Judging books by their covers
Image Recognition | Using Flux.jl for GCI'19
(Don't) judge a book by its cover.
Task Description
Create a machine learning model to predict the category of a book from its cover image This task is inspired by this paper. Your task is to use the Flux machine learning library to predict the category of books in this dataset based on their cover images. You can find the Flux documentation here and sample models for image categorization in the model zoo. We recommend starting with a simple model like this one and then optionally using a more complex one if you are interested.
Aim :
In this notebook, I'll attempt to judge a book by it's cover (sorry Mom!). Pretty Simple right ? I think not... Shoutout to Akshat Mehortra and Mudit Somani for their helpful message in GCI Slack.
1. Importing required libraries.
using Flux
using CSV, Images, FileIO
2. Getting the data
Data is sourced from The Book DatasSet. We'll use FileIO
to get it into a variable.
It'd been better if the researcher could have made a script to download the full images in Julia also. I'll try doing that myself when I get some free time.
Data Courtesy :
B. K. Iwana, S. T. Raza Rizvi, S. Ahmed, A. Dengel, and S. Uchida, "Judging a Book by its Cover," arXiv preprint arXiv:1610.09204 (2016).
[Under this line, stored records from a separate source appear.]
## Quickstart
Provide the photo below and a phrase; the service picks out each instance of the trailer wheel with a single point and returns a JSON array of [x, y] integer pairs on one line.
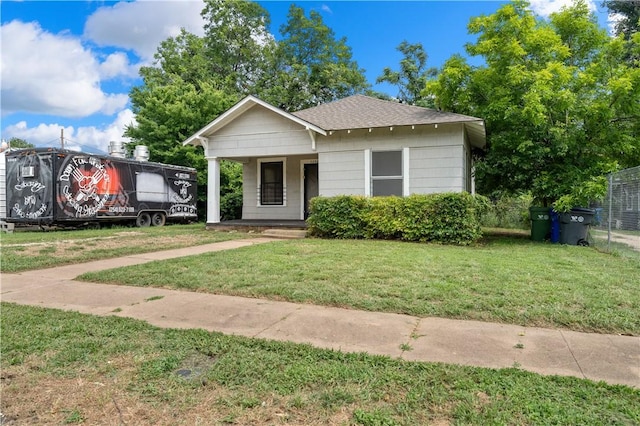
[[143, 220], [158, 219]]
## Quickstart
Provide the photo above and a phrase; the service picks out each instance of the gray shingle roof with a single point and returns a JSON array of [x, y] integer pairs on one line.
[[361, 112]]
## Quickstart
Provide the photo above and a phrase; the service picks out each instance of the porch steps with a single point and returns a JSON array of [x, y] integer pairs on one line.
[[285, 233]]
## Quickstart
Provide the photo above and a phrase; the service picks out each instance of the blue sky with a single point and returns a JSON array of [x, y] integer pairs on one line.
[[71, 64]]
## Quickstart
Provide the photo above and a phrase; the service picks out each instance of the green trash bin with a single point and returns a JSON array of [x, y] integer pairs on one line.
[[540, 223], [574, 226]]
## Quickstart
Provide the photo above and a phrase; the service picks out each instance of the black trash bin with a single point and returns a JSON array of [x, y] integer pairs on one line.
[[574, 226]]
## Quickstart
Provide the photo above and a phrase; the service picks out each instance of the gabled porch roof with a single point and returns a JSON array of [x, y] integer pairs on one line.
[[199, 138]]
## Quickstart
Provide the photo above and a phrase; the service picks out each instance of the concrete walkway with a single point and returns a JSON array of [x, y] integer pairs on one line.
[[612, 358]]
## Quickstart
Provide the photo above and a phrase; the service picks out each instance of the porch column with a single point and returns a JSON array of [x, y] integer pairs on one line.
[[213, 190]]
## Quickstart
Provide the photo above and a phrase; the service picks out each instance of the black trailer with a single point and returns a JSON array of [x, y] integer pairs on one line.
[[49, 186]]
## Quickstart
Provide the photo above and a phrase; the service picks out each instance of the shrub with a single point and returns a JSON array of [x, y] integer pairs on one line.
[[337, 217], [450, 218], [506, 211]]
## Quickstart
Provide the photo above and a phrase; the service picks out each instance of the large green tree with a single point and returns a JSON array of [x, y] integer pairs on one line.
[[559, 100], [412, 76], [310, 66]]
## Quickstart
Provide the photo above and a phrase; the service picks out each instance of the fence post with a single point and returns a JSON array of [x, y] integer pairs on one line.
[[610, 212]]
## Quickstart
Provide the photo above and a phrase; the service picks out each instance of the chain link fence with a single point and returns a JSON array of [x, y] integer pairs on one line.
[[616, 227]]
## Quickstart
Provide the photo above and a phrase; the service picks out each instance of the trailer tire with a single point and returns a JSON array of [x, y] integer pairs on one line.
[[158, 219], [143, 220]]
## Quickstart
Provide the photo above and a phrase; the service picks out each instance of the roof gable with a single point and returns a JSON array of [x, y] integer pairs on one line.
[[361, 112], [239, 109]]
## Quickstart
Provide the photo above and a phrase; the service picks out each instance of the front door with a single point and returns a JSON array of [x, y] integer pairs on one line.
[[310, 177]]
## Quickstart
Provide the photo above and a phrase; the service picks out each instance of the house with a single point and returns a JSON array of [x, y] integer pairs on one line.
[[354, 146]]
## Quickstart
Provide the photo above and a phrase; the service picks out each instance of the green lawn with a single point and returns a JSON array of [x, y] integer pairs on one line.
[[505, 279], [38, 249], [69, 368]]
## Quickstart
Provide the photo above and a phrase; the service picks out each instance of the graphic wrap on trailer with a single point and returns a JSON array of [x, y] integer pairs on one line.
[[49, 186]]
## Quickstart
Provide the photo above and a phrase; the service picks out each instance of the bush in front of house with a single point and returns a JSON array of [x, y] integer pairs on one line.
[[449, 218]]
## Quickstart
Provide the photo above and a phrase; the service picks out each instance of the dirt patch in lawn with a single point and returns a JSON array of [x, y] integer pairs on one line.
[[70, 248]]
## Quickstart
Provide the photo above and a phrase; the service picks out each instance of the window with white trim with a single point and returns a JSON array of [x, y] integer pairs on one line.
[[271, 178], [386, 173]]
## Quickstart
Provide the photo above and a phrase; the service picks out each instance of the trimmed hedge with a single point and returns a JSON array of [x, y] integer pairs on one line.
[[449, 218]]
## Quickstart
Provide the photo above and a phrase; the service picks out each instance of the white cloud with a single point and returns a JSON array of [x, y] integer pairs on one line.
[[117, 64], [140, 26], [51, 74], [547, 7], [88, 138]]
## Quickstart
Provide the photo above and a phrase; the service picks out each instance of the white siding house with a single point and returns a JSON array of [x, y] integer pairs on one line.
[[355, 146]]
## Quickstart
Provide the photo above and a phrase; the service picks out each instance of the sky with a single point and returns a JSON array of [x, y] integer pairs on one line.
[[69, 65]]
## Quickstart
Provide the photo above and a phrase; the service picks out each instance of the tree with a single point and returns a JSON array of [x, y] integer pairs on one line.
[[310, 66], [237, 43], [20, 143], [558, 98], [413, 75]]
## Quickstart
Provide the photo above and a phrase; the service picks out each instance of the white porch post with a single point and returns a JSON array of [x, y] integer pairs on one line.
[[213, 190]]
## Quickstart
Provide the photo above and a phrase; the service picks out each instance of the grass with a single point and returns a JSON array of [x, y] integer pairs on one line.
[[37, 249], [505, 279], [61, 367]]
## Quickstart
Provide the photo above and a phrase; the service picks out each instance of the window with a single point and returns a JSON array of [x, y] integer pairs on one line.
[[271, 184], [386, 173]]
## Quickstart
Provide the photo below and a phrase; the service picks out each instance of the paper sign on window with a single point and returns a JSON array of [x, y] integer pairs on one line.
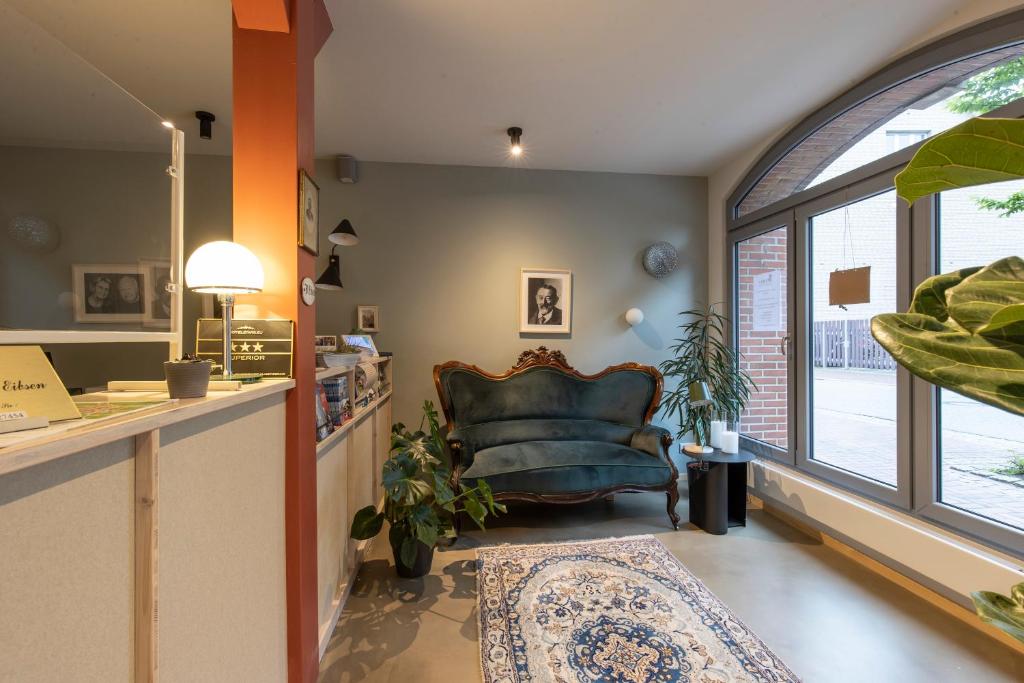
[[768, 302]]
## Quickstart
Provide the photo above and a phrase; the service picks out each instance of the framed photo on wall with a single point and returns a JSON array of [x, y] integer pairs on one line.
[[368, 318], [157, 275], [308, 213], [110, 292], [545, 300]]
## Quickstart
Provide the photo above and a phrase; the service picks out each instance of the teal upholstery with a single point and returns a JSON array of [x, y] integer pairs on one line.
[[565, 467], [546, 432]]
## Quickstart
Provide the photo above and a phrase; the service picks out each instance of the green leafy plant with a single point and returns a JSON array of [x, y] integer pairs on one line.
[[965, 330], [1014, 468], [419, 503], [702, 353]]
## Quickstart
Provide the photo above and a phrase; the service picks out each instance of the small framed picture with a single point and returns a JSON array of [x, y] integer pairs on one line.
[[157, 275], [308, 213], [545, 300], [364, 342], [110, 293], [368, 318], [326, 343]]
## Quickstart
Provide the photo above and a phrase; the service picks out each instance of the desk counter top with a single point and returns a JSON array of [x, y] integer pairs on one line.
[[23, 450]]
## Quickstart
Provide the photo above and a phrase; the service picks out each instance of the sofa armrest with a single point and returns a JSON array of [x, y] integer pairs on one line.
[[652, 440]]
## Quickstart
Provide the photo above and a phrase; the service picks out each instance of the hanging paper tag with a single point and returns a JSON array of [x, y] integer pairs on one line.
[[852, 286]]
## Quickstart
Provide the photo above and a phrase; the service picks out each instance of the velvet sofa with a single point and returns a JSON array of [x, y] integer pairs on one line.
[[543, 431]]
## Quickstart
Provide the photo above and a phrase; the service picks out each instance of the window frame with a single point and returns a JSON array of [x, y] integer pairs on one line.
[[900, 495]]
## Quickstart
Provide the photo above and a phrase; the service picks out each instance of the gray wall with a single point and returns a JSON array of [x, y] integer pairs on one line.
[[441, 247]]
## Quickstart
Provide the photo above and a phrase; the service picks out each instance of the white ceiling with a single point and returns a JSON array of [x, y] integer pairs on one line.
[[649, 86]]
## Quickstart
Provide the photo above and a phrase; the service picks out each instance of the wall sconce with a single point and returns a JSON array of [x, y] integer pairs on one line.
[[634, 316], [515, 133], [331, 278]]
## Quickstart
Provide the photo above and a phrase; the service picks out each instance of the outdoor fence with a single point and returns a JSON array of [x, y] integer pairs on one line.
[[849, 344]]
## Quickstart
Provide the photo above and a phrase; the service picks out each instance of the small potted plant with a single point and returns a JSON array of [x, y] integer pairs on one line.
[[188, 377], [704, 358], [419, 503]]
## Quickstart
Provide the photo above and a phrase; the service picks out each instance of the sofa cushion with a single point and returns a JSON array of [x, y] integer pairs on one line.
[[621, 396], [488, 434], [564, 467]]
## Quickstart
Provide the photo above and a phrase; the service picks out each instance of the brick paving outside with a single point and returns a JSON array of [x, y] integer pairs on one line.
[[855, 429]]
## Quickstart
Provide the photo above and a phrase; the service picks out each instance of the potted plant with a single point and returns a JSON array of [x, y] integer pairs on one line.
[[702, 354], [419, 503], [965, 330]]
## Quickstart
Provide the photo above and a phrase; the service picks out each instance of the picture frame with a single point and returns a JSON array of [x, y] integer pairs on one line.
[[368, 318], [326, 343], [308, 214], [553, 313], [110, 292], [365, 342], [159, 301]]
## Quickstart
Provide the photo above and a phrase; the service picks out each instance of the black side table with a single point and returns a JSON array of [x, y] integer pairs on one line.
[[718, 494]]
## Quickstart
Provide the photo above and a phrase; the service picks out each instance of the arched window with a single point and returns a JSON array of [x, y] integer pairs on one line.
[[829, 400]]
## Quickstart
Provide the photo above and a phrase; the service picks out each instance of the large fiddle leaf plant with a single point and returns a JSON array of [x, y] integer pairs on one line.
[[419, 502], [965, 330]]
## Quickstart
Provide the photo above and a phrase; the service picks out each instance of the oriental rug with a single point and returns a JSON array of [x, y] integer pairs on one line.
[[617, 609]]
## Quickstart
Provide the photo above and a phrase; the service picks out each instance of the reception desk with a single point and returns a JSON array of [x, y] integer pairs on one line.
[[148, 543]]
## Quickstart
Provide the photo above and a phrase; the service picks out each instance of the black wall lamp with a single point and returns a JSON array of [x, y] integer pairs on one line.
[[343, 236]]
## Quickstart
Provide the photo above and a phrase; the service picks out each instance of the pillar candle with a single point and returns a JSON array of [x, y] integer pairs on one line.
[[730, 441], [717, 427]]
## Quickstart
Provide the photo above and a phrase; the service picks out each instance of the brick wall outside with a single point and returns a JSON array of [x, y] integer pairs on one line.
[[766, 415]]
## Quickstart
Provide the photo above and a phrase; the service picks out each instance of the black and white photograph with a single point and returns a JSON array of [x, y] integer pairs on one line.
[[158, 299], [308, 213], [368, 318], [110, 293], [545, 300]]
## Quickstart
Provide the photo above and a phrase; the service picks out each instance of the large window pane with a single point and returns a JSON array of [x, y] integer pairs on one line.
[[762, 328], [853, 407], [981, 449]]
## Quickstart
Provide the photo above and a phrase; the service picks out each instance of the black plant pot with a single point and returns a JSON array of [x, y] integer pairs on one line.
[[421, 566]]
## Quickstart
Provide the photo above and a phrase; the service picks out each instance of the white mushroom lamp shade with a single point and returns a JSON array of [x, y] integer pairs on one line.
[[223, 267]]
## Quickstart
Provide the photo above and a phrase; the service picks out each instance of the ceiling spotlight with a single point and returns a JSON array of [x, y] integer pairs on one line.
[[514, 134], [205, 124]]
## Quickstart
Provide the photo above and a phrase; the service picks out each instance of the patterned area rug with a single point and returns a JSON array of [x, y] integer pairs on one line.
[[619, 609]]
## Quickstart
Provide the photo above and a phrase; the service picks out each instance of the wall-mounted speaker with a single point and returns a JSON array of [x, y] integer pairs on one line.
[[348, 169]]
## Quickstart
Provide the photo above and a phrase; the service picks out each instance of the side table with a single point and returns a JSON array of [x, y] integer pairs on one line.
[[718, 495]]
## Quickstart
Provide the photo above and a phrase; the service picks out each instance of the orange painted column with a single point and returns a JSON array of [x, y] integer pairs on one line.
[[272, 131]]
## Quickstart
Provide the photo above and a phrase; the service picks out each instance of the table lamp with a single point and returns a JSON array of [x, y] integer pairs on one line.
[[699, 398], [224, 268]]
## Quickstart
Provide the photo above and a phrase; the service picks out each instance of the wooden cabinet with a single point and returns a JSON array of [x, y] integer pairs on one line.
[[348, 478]]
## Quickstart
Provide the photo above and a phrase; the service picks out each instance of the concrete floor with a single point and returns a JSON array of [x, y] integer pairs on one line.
[[829, 619]]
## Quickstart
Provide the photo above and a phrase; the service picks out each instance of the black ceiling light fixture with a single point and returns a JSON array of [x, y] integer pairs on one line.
[[205, 124], [344, 235], [515, 133], [331, 278]]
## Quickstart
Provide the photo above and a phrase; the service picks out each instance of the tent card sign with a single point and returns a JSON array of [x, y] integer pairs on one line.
[[30, 387]]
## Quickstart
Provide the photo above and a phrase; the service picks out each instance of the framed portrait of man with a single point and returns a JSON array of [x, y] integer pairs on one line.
[[545, 300], [110, 293]]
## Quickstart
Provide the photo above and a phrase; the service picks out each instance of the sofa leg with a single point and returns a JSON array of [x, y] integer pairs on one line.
[[673, 495]]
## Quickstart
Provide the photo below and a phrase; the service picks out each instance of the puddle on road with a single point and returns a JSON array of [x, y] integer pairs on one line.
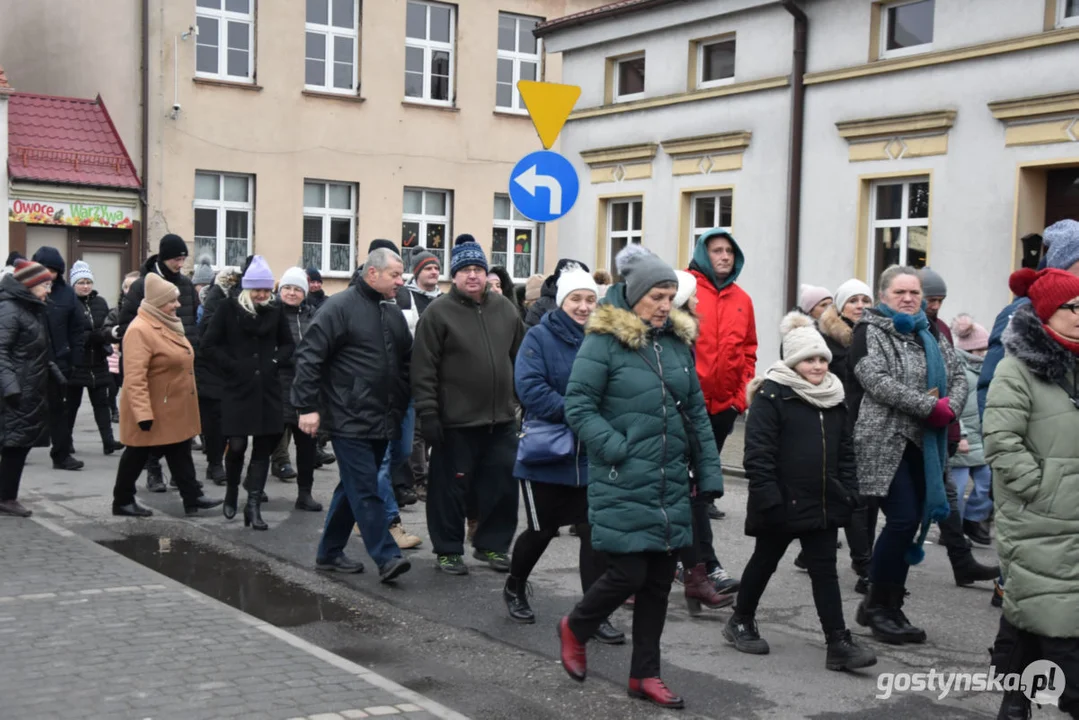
[[247, 585]]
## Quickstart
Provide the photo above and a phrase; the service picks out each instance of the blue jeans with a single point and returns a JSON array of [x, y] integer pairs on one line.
[[902, 508], [356, 501], [397, 452], [977, 507]]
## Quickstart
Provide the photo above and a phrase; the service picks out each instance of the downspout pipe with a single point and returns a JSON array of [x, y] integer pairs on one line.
[[797, 134]]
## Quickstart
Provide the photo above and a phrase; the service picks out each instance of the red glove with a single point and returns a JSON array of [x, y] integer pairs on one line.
[[942, 415]]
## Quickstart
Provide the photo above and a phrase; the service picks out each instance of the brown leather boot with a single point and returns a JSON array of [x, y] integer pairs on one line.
[[700, 591]]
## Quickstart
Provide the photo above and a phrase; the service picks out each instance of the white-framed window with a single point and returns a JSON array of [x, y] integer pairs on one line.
[[331, 46], [425, 225], [329, 227], [224, 209], [519, 58], [708, 211], [715, 63], [429, 32], [1068, 13], [513, 240], [906, 27], [224, 45], [899, 225], [625, 226], [629, 78]]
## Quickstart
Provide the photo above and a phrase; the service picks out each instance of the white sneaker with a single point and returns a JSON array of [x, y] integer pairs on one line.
[[404, 539]]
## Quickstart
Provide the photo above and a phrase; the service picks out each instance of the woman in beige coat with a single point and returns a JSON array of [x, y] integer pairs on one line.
[[159, 407]]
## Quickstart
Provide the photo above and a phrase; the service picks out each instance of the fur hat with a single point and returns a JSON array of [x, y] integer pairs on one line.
[[802, 340], [574, 277]]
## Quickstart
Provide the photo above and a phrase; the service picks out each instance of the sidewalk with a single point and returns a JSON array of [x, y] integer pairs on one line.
[[90, 634]]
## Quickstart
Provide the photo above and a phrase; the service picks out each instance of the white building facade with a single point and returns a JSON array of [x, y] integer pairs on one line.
[[936, 132]]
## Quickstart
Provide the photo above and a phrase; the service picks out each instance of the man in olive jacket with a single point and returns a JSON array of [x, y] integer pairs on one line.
[[463, 390]]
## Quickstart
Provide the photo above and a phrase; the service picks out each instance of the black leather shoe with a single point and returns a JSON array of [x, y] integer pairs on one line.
[[609, 635], [132, 510], [200, 503]]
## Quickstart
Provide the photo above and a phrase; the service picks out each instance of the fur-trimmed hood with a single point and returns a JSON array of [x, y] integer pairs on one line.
[[832, 325], [1028, 341], [631, 331]]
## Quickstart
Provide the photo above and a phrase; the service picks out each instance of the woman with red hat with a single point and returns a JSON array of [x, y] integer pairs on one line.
[[1030, 424]]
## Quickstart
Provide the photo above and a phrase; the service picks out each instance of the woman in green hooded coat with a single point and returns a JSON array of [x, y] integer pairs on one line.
[[634, 401]]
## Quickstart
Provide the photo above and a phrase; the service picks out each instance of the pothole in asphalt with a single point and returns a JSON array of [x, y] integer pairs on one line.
[[249, 586]]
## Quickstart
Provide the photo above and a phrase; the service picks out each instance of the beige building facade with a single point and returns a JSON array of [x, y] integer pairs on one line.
[[301, 131]]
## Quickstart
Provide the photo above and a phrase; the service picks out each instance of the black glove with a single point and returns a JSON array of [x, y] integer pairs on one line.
[[431, 428]]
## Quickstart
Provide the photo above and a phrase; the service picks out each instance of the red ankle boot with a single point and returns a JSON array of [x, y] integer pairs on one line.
[[574, 659], [699, 589], [655, 691]]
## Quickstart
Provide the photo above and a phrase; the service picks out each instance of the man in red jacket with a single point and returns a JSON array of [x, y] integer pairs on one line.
[[726, 355]]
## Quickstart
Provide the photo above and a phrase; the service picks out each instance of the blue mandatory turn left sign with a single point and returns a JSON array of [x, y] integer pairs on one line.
[[544, 186]]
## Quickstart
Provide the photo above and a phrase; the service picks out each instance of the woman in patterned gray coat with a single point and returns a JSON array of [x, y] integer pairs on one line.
[[914, 386]]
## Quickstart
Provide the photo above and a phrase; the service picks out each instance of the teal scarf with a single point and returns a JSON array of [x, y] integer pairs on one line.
[[933, 439]]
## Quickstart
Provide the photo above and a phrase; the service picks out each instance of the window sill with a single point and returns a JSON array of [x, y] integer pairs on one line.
[[227, 83], [431, 106], [333, 96]]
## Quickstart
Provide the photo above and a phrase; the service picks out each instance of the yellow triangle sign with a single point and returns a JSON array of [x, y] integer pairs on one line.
[[549, 104]]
data_train_csv = CSV.File("book30-listing-train.csv");
data_train_csv[42]
So we can see that every item (or row here) is of the form,
ID | FileName | Image URL | Title | Author | CategoryNum | Category
From the data README on GitHub, we come to know that there are 30 categories of books, each 1710 train and 190 test images.
Total Number of images : 51,300 (Train) | 5,700 (Test)
Our model will accept an image as a Floating Vector. I'll also convert it to greyscale as directed by Image Classification workflows in ML community.
function grey_arr(img)
return vec(Float64.(Gray.(img)))
end
function batcher(size)
for x in data_train_csv[1:size]
images = [grey_arr(load("./data/$(x[2])"))];
labels = [Flux.onehot(x[6]+1,1:30)]; #plus 1 to account for 1 based indexing
end
return (Flux.batch(images), Flux.batch(labels))
end
Making batches of 2000/1000 book images using our newly created function.
trainbatch = batcher(2000);
trainbatch_2 = batcher(1000)
const alpha = 0.000075;
const epoch = 20;
Using a NN with 3 layers as my fellow peers at GCI said that they were themselves unable to get a conv NN work.
relu as an activation function because it's my go to with image classification tasks and also of its non-saturation of gradient, which greatly accelerates the convergence of stochastic gradient descent compared to the sigmoid / tanh functions.
softmax to return a 30 element array with probabilities of the predicted labels.
model = Chain(Dense(224*224, 512, relu),
Dense(512, 64),
Dense(64, 30), softmax,
)
using Flux: onehotbatch, crossentropy, throttle
using Statistics
optim = ADAM(alpha);
loss(x,y) = Flux.crossentropy(model(x), y);
acc(a,b) = mean(Flux.onecold(model(a)).== Flux.onecold(b));
function mod_cb()
c_acc = acc(trainbatch_2...)
c_loss = loss(trainbatch_2...)
print("Current Accuracy: ", string(c_acc), " | Current Loss : ", string(c_loss), " ;\n")
end
Flux.train!(loss, params(model), Iterators.repeated(trainbatch_2, 10), optim, cb = Flux.throttle(mod_cb, 10))
Flux.train!(loss, params(model), Iterators.repeated(trainbatch, 10), optim, cb = Flux.throttle(mod_cb, 10))
we can see that the accuracy nearly doubled, Lets train it further and also the iterations.
trainbatch_3 = create_batch(3000)
Flux.train!(loss, params(model), Iterators.repeated(trainbatch, 50), optim, cb = Flux.throttle(mod_cb, 10))
We get a train accuracy of 25.5 % which is swell.
loss(trainbatch_3...)
acc(trainbatch_3...)
Loading and predicting label for a new image.
load("./data/$(data_test_csv[7][2])")
data_test_csv[7]
output_arr = model(grey_arr(load("./data/$(data_train_csv[69][2])")))
maxval = maximum(output_arr)
findall(x -> x==maxval, output_arr)